WP103: Improving PUE with Airflow Management

February 1, 2010

Table of Contents

Introduction

As energy prices continue to rise and concerns about global warming due to carbon emissions continue to grow, there is a growing motive to lower the power usage effectiveness (PUE) of data centers worldwide. The PUE of a data center is defined as:

[PUE=\frac{\text{total facility power}}{\text{total IT power}}]

The Total Facility Power is comprised of all the power delivered to the entire data center, and the Total IT Power is defined as only that which is delivered to the IT equipment. A careful look at this ratio (Figure 1) reveals that the Total Facility Power is dominated by the power to drive the data center cooling system (45%) and the power consumed by the IT equipment (30%). Another way to say this is that 75% of the non-IT power is consumed by the cooling system. By focusing on the power to drive the cooling system and IT equipment as the dominant parameters, an alternative ratio can be defined, which is often referred to as the Cooling Load Factor (CLF):

[CLF=\frac{\text{total cooling power}}{\text{total IT power}}]

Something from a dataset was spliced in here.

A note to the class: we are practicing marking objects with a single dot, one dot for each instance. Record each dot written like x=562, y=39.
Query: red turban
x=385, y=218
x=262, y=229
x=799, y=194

The Cooling Load Factor is the total power consumed by the chillers, CRACs, cooling towers, pumps and other cooling related equipment, divided by the total IT equipment power. To accurately determine the total annual cost of power to drive the cooling system for a given data center, one must take into account the kind of cooling unit (gas or liquid), the efficiency of the motors that drive the fan and compressors, as well as the specific geographic location of the data center.

If power measurements of the equipment are not feasible, estimates must be made that often require detailed knowledge from the cooling manufacturer. Rather than focus on the power required by the cooling equipment, one can instead use the cooling capacity of the equipment. In this sense, another modified ratio can be defined: Total Cooling Capacity/IT Power Consumed. This ratio can be defined as the “Cooling Capacity to IT Load Ratio”, and by focusing on these two parameters and attempting to drive this ratio down as close as possible to 1.0, the PUE will also decline in direct proportion.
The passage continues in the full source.